前回、未来デザイン推進室の木村紗希さんから「「事業を通じて社会課題の解決に取り組む」を本気で取り組むトリガー:LIFULL アジェンダ」と題して、LIFULLが取り組む「LIFULL アジェンダ」に関する記事が投稿されました。
今回は、デザインという観点から「LIFULL アジェンダ」について細かく時系列で紐解いていき、いかにして現在のビジュアルに行き着いたか、ボツ案、ラフ絵も含め赤裸々に公開したいと思います。

私は、広告業界を経て、おととし事業会社であるLIFULLに転職し、クリエイティブ本部の中でも「コミュニケーションデザイングループ」に所属しています。
デザインや企画アイデアを考えていたこれまでと大きく違うのは、「広義のデザイン」を実践するために、デザイン経営、クリエイティブ経営の名のもと戦略や戦術などの数字や調査結果に触れることが多くなり、難解なことだらけで(だれかわかりやすく説明してくれ〜)と日々思っていました。文字や数字を、口に出して読まないと頭に入ってこないので、ほぼリモートワークとなった今、家で独り言をずっと言いながら仕事しています。もちろん今も口でぶつぶつ言いながら原稿を書いています。ぶつぶつ。

「LIFULL アジェンダ」の前身となるものがどうやら動いているというのは耳に挟んでおりましたが、いざ「LIFULL アジェンダ」のデザインを担当することになり、プロジェクトの概要の説明をお聞きしたところ、やはり社会課題を取り扱うので難解かつ大切な内容で、一見しただけでは理解が難しいと感じました。社内外含め、あらゆる人に「LIFULL アジェンダ」を理解&考えてもらうにはデザインの力でこの文字文字しさを解決しなければとなったわけです。

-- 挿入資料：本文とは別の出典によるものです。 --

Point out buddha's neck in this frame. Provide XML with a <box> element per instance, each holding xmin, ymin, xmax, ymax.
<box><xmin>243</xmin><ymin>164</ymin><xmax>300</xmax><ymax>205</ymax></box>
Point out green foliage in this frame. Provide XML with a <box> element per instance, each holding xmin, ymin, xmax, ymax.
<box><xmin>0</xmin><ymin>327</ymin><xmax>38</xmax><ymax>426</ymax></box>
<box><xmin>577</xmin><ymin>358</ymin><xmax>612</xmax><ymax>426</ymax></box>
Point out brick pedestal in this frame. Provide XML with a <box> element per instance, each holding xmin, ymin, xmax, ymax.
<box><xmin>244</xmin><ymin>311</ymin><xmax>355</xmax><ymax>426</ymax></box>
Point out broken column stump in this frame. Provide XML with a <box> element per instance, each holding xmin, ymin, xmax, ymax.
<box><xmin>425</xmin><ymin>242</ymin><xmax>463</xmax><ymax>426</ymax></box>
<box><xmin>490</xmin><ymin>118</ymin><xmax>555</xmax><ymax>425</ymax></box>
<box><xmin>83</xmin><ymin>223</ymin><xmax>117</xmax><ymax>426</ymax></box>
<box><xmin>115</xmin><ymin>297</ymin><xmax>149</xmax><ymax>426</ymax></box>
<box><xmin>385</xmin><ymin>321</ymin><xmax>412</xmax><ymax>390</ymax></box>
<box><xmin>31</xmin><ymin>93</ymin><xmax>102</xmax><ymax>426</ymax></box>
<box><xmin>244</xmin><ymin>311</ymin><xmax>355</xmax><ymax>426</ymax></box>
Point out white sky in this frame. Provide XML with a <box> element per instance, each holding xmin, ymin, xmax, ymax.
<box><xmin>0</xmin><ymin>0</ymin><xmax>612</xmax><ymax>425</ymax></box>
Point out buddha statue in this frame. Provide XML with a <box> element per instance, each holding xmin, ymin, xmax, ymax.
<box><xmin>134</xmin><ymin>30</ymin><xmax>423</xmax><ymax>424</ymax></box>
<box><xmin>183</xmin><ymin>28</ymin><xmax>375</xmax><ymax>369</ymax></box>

コミュニケーションデザイングループのミッションは、LIFULLが手掛ける事業やサービスの価値をいかに最大化させて消費者や社内外のステークホルダーに伝えることができるか、にあります。今回のミッションは簡単に言うと、文字文字しい「LIFULL アジェンダ」のハードルを少し下げ、身の回りにある社会課題を自分ごと化してもらうことでした。

■はじめにしたこと

策定中のアジェンダのリストを読み解き、LIFULLが目指す「社会課題が解決した未来の姿」を、わかりやすいイラストに起こすことをチームの方針としました。幅広いさまざまな社会課題をテーマにしたイラストを考えるにあたり、まず統一したイメージとして、正方形の「パネル」を地面とし、25度を基準としたアイソメトリックの表現方法で考えていくこととしました。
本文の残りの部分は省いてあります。